体の故障から選手生命を絶たれ、廃人のようになってた元ボクサーの主人公。とあるデッサン塾でヌードモデルのバイト中、そこの生徒に一目惚れしてしまい、そのコ目当てで予備校に通うことにする。というお話なのですが、この漫画で描かれる「美大受験対策予備校あるある」の数々!
美術系の大学を目指していない一般の人からするとちょっと異様な現象の数々が、元ボクサーという主人公の純粋無垢な目と感性でときにおかしく、ときにばかばかしく、ときに「これって真理だよな」といった具合で描かれていきます。

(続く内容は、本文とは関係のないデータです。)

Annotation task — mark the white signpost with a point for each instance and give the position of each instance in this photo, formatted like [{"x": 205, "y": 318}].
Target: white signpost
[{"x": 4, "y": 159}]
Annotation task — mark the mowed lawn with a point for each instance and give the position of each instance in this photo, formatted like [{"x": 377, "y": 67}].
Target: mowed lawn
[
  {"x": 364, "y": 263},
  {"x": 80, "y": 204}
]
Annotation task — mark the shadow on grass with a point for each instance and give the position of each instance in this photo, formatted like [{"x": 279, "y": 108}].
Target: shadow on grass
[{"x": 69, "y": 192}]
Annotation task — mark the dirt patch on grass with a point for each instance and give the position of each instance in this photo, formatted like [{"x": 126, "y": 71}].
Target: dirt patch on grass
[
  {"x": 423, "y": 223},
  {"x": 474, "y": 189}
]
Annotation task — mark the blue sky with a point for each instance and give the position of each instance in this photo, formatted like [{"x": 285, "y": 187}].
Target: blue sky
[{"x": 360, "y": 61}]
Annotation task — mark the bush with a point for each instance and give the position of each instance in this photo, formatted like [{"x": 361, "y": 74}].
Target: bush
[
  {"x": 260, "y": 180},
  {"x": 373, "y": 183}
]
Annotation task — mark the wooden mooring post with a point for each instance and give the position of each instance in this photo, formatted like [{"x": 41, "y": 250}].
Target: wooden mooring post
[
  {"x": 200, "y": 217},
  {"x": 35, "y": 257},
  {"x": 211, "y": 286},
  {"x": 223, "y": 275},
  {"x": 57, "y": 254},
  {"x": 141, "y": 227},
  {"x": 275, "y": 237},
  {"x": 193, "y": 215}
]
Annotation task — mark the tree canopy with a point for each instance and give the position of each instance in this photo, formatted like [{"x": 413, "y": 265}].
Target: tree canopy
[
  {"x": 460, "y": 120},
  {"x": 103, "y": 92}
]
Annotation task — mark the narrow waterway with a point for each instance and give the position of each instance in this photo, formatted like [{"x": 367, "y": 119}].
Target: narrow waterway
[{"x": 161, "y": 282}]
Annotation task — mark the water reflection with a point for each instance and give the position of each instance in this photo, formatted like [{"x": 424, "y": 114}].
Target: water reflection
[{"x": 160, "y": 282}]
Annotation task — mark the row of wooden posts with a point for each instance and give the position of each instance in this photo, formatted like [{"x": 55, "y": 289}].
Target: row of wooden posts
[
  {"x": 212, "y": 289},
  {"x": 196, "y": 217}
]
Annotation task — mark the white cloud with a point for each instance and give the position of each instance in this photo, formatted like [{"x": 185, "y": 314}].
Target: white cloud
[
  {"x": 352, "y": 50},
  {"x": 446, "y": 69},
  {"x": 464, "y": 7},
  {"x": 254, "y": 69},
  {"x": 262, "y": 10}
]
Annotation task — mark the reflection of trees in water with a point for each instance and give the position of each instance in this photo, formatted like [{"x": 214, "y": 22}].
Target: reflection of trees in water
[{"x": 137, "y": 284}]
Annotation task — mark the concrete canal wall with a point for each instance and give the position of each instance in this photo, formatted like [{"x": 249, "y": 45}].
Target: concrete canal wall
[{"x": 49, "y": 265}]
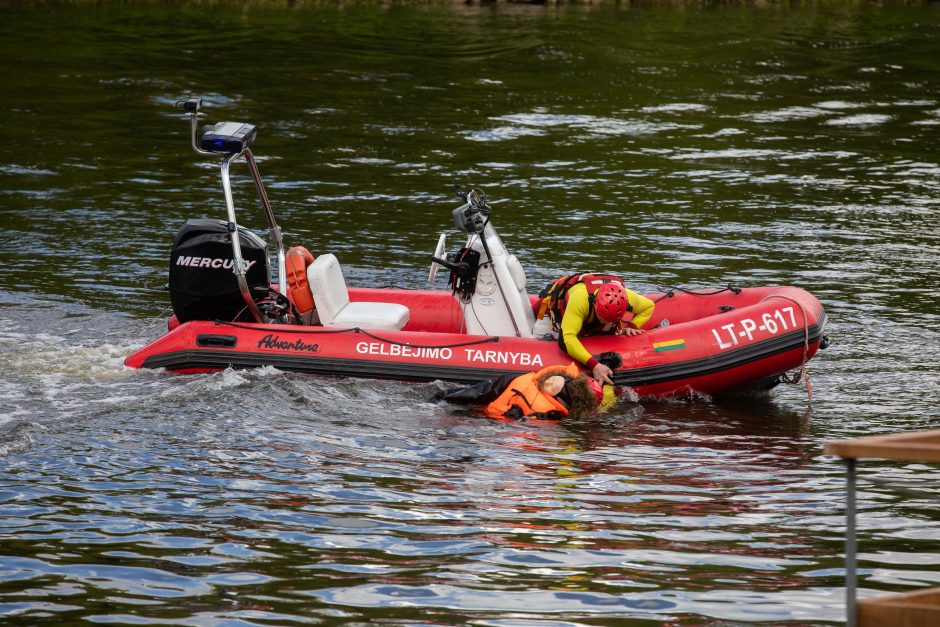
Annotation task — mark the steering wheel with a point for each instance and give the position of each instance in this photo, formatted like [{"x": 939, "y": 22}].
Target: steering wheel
[{"x": 438, "y": 254}]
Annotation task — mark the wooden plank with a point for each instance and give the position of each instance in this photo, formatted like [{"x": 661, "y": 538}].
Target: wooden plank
[
  {"x": 916, "y": 446},
  {"x": 920, "y": 608}
]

最も印象的なのは、「美術って描きたいように描けばいいんじゃないの?」という価値観に対しての、受験で合格する絵と合格しない絵が明確に線引きされてる問題。そして「金のためにやるものじゃないはずの美術」のノウハウを教えるための予備校の「経営」というお金を稼ぐためのカラクリな側面。
おもしれー。
いや、わかるんですよ。ある程度のお作法的な、デッサンってスポーツでいうところの筋トレとか素振りに似てますから、デッサン力っていう筋力をつけてることはすげー大事なのですが、たまに筋肉がないゆえに普通の人にはできない体の動かし方をする大天才が現れるもんだから「デッサンて必要なのか?」みたいな話も一方で出てくるんですよね。
「芸術とお金」の問題も「そーはいってもお腹が減ってちゃいい絵は描けないよね」てのはよくわかります。ぼく学生時代に一度「ご飯食べる時間も勿体無い」って絵を描いてたら、絵筆持つことすら怠くなったことがあって「食べるって大事だな」と骨身に沁みたことがあります。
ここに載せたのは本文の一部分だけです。